Records management and archives - For employees - Universitetet i Oslo (uio.no) 

Other confidential information (red data) you need to keep 

If you find e-mails with confidential information (red data) that need to be kept further, but are not archive-worthy of, you will find the correct storage location in the UiO Storage Guide.  →See UiO's storage guide to learn where different types of data can be stored.

6. Delete emails you have alteady sent.

Go to Sent Items, and delete e-mail you no longer need. Start with the oldest e-mails, and work your way through them. If there is a lot to delete, it’s a good idea to use webmail to avoid your email program on your computer from freezing..

7. Take a deep breath, and start with the inbox or other folders that still have a lot of emails.

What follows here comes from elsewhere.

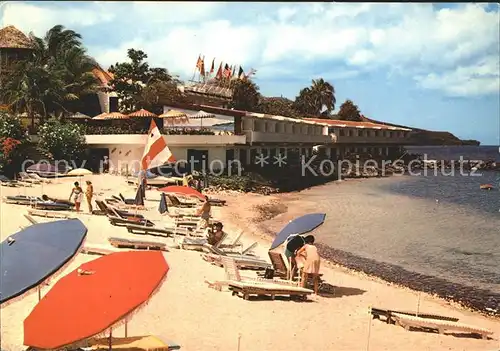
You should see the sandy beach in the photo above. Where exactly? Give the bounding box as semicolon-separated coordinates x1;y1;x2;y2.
1;174;499;351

Scroll through the inbox or the folder. Start with the oldest emails first. Look over all the messages displayed on the screen. Move any messages you need to keep to their own folders (see above), and when you only see emails you can delete, select them and press the Delete key. Then select the top email, scroll down until you see that the one that was at the top is now at the bottom of the window, and start again by moving out any emails you need to keep. Remember that the information in your email is only useful and accessible to you. Continuously assess whether emails you want to keep should perhaps be moved to a shared area or similar where the information can also be useful to others. If there is a lot to delete, it’s a good idea to use webmail to avoid your email program on your computer from freezing.

8. Consider whether you want automatic deletion of emails based on their age.

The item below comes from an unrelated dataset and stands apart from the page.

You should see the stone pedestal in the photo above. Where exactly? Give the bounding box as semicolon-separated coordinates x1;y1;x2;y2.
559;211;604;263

You can set up individual folders in your email so that old emails are deleted automatically. For example, you can set it so that all messages in a folder older than one year are deleted automatically. You can use automatic deletion for several folders, such as alerts or mailing lists with information that quickly becomes irrelevant. Remember that information worthy of archiving must be archived in UiO's archive system, and the record-keeping and archiving obligation must be assessed before information is deleted.

Settings for automatic deletion are called retention policies.

→ See the guide for setting up automatic deletion in folders

9. Check to see how much you have deleted.

→See the guide on how to check the size of your e-mail account. Compare to the amount of email you had when yuo started.